そういう仕事から引退して今思うこと。仕事で大きなつまずきもなく、そつなく何十年も過ごして引退した。そのことは立派か?実はそんなことを振り返りはしないのだ。むしろ、結婚して子供が生まれたときも相変わらず仕事ばかりしていた。息子の顔はいつも見たかったけれど、海外出張中は忘れていた。息子が大きくなり、自分の人生から何をアドバイスできるだろう?そう振り返り考えてみると、明らかに思うことがある。自分の生活、プライベートな生活と仕事とのバランスをとるべきだ。人をちゃんと愛すことを忘れるな。親、兄弟、親戚、学生時代の友達、妻、子供。そして一緒に会社にいた仲間や先輩後輩、こうした人たちとの繋がりが自分を支えてくれていたことを改めて認識するからだ。身内などは特に普段は何も気にしていないが、自分にとっては特別な関係であることを改めて知るのだ。

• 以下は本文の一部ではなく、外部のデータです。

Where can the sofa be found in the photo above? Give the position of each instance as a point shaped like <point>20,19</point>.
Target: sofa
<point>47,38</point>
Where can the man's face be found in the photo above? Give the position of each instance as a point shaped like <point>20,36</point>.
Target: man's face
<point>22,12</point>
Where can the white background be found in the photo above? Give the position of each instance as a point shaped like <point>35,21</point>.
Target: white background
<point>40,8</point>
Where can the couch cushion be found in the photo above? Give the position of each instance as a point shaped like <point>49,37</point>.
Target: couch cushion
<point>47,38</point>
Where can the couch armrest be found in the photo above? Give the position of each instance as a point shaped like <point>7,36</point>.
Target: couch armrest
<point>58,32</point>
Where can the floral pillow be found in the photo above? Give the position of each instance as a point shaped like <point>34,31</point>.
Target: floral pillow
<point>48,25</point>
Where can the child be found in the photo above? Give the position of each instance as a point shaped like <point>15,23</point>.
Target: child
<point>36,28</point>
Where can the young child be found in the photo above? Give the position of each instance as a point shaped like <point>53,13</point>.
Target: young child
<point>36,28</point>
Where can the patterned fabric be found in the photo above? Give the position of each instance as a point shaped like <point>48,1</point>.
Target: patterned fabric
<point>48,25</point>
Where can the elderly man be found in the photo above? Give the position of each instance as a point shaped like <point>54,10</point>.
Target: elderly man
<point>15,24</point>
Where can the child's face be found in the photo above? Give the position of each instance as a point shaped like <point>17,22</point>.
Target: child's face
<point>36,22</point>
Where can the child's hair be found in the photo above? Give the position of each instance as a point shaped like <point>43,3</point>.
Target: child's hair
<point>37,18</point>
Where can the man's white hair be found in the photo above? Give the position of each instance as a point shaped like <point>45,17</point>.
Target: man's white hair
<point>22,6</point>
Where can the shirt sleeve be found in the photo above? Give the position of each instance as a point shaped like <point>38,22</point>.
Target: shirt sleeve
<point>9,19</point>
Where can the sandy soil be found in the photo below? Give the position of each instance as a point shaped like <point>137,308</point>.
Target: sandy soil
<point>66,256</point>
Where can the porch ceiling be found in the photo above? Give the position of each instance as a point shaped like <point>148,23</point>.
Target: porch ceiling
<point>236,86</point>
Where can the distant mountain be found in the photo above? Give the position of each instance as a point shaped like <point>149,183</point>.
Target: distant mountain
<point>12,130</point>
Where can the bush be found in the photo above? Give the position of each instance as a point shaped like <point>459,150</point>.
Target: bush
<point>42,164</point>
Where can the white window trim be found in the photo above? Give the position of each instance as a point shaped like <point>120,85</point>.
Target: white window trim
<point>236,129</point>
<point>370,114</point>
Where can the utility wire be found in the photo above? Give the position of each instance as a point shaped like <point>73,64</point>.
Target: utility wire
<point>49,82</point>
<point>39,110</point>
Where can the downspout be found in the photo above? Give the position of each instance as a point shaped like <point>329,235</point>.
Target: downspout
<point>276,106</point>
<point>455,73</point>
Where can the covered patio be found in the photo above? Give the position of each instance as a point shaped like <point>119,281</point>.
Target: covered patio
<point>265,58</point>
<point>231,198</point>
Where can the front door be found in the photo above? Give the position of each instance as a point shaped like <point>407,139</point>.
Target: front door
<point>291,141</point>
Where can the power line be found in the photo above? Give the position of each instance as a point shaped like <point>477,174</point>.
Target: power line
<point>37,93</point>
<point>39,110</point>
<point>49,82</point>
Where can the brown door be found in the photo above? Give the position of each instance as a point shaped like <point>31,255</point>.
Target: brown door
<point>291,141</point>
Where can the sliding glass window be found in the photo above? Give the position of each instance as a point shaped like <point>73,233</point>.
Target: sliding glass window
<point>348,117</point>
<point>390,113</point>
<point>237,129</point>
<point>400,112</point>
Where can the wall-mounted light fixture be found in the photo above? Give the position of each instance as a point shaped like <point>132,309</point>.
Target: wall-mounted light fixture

若いころは、自分を見失うな、というのは理解できても、実は仕事のほうが重要で、夢中になれて、結果的にそれ以外のことを気にも留めないということがあるということだ。これを考える問いかけは一つ。今仕事がなかったらあなたは何を大切にしますか?周りにいる「人」でなくても良い。趣味でも道楽でもたしなみでもいい。何を大切にするか。それが翻って仕事って何かを考えるきっかけになる。
自分がいなくても仕事は誰かが代わりにやってくれる。しかし自分がいなかったら自分が大切にできるものは消滅してしまうのだ。その大切なものとのバランスをいつもとりながら仕事をするべきなのだ。仕事から学んだのは、仕事をなくした時に居る自分とは何か、ということ。今はそんなことを考えずに、ひたすら仕事に打ち込もう、とつい思って過ごしてきた。ちゃんと考えるべきだ。そして家族や仲間を、自分の大切なものを、愛することだ。それがあっての仕事だということを忘れないこと。
若いうちはやり直しもきく。自分とは何かを考え、自分を信じ突き進むことだ。